20 Oct 2022 | Sewon Min, Xinxi Lyu, Ari Holtzman, Mikel Artetxe, Mike Lewis, Hannaneh Hajishirzi, Luke Zettlemoyer
This paper investigates the role of demonstrations in in-context learning (ICL), where large language models (LLMs) perform new tasks by conditioning on a few input-label pairs. The study challenges the assumption that ground truth labels in demonstrations are essential for performance. Experiments show that replacing labels with random ones has minimal impact on performance across multiple classification and multi-choice tasks, suggesting that the model does not rely on the input-label mapping in the demonstrations. Instead, other aspects of the demonstrations, such as the label space, input text distribution, and sequence format, are key to performance.
The analysis reveals that the model can achieve significant performance gains by understanding the label space and input distribution, even without correct labels. Additionally, the format of the demonstrations plays a crucial role, as models that retain the format of input-label pairs perform better than those that do not. Meta-training with an in-context learning objective further enhances these effects, as models focus on simpler aspects of the demonstrations, such as format, rather than the input-label mapping.
The study also highlights that in-context learning can achieve performance comparable to zero-shot learning without relying on ground truth labels. This suggests that LLMs may have learned implicit input-label correspondences through language modeling, enabling them to perform tasks without explicit supervision. However, the effectiveness of in-context learning depends on the format and structure of the demonstrations, and it may not work for tasks where the input-label correspondence is not already captured in the model.
The findings have implications for understanding how LLMs learn and how to improve in-context learning. They suggest that future work should focus on better ways to extract input-label mappings, refine the LM objective, or use explicit supervision to enhance performance. The study also raises questions about the generalizability of in-context learning and its potential limitations in certain tasks. Overall, the research provides new insights into the mechanisms of in-context learning and opens up new avenues for further exploration.This paper investigates the role of demonstrations in in-context learning (ICL), where large language models (LLMs) perform new tasks by conditioning on a few input-label pairs. The study challenges the assumption that ground truth labels in demonstrations are essential for performance. Experiments show that replacing labels with random ones has minimal impact on performance across multiple classification and multi-choice tasks, suggesting that the model does not rely on the input-label mapping in the demonstrations. Instead, other aspects of the demonstrations, such as the label space, input text distribution, and sequence format, are key to performance.

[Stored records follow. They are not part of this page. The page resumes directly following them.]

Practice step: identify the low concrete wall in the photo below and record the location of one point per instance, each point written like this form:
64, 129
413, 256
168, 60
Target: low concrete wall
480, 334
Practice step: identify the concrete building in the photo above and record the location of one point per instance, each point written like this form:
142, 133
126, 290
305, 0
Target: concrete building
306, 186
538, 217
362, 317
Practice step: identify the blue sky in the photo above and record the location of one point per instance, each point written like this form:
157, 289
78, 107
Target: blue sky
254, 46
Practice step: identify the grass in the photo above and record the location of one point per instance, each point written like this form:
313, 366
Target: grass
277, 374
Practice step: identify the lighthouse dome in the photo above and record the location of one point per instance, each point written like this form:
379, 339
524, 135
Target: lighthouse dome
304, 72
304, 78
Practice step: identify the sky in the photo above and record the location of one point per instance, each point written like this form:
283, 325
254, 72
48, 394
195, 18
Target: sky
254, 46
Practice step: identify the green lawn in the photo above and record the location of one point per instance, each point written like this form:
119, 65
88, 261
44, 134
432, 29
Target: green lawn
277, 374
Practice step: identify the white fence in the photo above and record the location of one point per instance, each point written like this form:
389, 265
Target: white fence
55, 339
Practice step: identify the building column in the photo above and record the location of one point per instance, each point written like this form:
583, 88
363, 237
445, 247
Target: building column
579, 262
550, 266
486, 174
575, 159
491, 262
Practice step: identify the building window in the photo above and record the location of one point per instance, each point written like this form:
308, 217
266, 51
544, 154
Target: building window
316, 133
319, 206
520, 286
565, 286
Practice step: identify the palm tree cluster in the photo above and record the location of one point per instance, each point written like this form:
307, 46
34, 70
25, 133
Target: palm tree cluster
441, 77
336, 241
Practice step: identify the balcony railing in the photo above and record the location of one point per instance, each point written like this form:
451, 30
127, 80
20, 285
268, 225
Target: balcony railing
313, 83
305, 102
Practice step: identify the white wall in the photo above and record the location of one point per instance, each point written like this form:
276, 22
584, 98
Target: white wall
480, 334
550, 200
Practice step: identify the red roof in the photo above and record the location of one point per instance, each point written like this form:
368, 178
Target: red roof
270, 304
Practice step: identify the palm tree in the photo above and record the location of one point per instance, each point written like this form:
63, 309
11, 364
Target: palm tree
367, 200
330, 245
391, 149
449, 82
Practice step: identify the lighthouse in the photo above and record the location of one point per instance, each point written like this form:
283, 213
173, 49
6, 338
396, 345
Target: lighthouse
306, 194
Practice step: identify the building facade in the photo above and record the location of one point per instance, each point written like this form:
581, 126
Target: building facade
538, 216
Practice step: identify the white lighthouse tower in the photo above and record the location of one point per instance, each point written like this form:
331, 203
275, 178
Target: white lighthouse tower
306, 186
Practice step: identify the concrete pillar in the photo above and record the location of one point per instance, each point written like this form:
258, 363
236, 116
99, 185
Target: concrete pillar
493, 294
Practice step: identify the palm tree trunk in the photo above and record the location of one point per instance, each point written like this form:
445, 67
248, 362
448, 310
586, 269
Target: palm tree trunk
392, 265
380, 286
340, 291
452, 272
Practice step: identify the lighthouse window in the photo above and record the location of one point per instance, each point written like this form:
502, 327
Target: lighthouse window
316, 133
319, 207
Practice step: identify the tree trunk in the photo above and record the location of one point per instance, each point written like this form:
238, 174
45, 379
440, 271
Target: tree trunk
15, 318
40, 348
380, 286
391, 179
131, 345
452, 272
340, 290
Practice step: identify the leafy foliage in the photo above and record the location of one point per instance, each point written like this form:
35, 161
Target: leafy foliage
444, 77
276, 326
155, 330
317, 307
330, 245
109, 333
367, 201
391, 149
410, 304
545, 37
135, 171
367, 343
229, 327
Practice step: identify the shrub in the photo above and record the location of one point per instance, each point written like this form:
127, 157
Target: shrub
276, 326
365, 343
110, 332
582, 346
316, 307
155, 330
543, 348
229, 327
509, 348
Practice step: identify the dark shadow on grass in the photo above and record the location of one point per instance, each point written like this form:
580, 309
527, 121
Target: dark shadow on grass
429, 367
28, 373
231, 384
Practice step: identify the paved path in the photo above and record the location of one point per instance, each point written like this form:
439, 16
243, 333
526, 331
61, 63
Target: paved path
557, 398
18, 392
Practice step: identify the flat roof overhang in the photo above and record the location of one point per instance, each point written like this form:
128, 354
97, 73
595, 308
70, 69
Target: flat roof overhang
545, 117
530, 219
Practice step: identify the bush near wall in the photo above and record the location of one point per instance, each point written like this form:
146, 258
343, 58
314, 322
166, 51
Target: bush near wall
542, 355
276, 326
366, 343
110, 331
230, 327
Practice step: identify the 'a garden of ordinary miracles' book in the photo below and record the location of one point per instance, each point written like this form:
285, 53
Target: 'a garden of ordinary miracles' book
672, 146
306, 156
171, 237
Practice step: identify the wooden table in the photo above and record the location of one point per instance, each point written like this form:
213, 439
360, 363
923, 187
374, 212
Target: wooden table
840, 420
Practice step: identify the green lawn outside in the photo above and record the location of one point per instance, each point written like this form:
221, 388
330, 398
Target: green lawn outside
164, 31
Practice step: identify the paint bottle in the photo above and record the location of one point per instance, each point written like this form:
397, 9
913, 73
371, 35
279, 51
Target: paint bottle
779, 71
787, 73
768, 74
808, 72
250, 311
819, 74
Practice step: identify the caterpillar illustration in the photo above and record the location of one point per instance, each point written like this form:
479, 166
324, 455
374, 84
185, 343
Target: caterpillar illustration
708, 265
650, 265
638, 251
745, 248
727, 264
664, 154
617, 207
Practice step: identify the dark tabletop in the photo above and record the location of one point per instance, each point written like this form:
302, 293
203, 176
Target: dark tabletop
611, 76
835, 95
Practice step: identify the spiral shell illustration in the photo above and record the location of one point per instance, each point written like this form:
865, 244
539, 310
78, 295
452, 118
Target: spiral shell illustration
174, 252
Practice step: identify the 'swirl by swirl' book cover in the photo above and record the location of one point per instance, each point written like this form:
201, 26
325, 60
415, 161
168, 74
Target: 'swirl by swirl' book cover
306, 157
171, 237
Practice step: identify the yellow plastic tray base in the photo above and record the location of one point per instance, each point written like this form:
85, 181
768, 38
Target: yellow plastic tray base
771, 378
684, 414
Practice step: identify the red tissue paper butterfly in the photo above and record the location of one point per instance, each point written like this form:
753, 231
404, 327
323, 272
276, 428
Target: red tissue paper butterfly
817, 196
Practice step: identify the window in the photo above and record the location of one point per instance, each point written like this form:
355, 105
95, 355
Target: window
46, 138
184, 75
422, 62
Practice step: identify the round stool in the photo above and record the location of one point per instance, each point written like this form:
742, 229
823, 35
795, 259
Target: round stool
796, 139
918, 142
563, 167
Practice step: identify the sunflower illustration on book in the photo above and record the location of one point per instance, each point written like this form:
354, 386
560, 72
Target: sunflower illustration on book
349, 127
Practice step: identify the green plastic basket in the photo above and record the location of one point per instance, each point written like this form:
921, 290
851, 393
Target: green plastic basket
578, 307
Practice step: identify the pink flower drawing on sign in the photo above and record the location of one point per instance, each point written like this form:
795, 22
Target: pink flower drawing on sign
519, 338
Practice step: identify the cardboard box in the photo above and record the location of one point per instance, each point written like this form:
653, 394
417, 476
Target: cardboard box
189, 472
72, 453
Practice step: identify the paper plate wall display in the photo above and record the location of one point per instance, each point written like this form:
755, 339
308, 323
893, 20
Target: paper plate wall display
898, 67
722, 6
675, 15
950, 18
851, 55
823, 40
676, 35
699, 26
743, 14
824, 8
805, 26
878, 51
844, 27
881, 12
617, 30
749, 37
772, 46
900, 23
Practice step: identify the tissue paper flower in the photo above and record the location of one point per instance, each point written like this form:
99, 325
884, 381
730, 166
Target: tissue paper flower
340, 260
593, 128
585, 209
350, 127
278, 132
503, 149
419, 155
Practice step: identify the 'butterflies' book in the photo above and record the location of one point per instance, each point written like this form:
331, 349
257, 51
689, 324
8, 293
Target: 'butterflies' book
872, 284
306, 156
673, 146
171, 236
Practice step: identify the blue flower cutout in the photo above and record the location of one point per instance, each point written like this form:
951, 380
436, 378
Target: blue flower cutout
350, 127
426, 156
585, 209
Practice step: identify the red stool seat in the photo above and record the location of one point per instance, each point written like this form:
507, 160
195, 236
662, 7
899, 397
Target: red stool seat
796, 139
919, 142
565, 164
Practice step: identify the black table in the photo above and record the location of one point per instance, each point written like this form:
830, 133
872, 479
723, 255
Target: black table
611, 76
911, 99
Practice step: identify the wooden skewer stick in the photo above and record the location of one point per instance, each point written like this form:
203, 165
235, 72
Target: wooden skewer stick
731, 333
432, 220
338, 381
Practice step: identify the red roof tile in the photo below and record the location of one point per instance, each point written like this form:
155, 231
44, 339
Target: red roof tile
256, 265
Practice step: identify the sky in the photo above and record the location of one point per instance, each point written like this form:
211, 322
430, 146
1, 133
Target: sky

The analysis reveals that the model can achieve significant performance gains by understanding the label space and input distribution, even without correct labels. Additionally, the format of the demonstrations plays a crucial role, as models that retain the format of input-label pairs perform better than those that do not. Meta-training with an in-context learning objective further enhances these effects, as models focus on simpler aspects of the demonstrations, such as format, rather than the input-label mapping.
The study also highlights that in-context learning can achieve performance comparable to zero-shot learning without relying on ground truth labels. This suggests that LLMs may have learned implicit input-label correspondences through language modeling, enabling them to perform tasks without explicit supervision. However, the effectiveness of in-context learning depends on the format and structure of the demonstrations, and it may not work for tasks where the input-label correspondence is not already captured in the model.
The findings have implications for understanding how LLMs learn and how to improve in-context learning. They suggest that future work should focus on better ways to extract input-label mappings, refine the LM objective, or use explicit supervision to enhance performance. The study also raises questions about the generalizability of in-context learning and its potential limitations in certain tasks. Overall, the research provides new insights into the mechanisms of in-context learning and opens up new avenues for further exploration.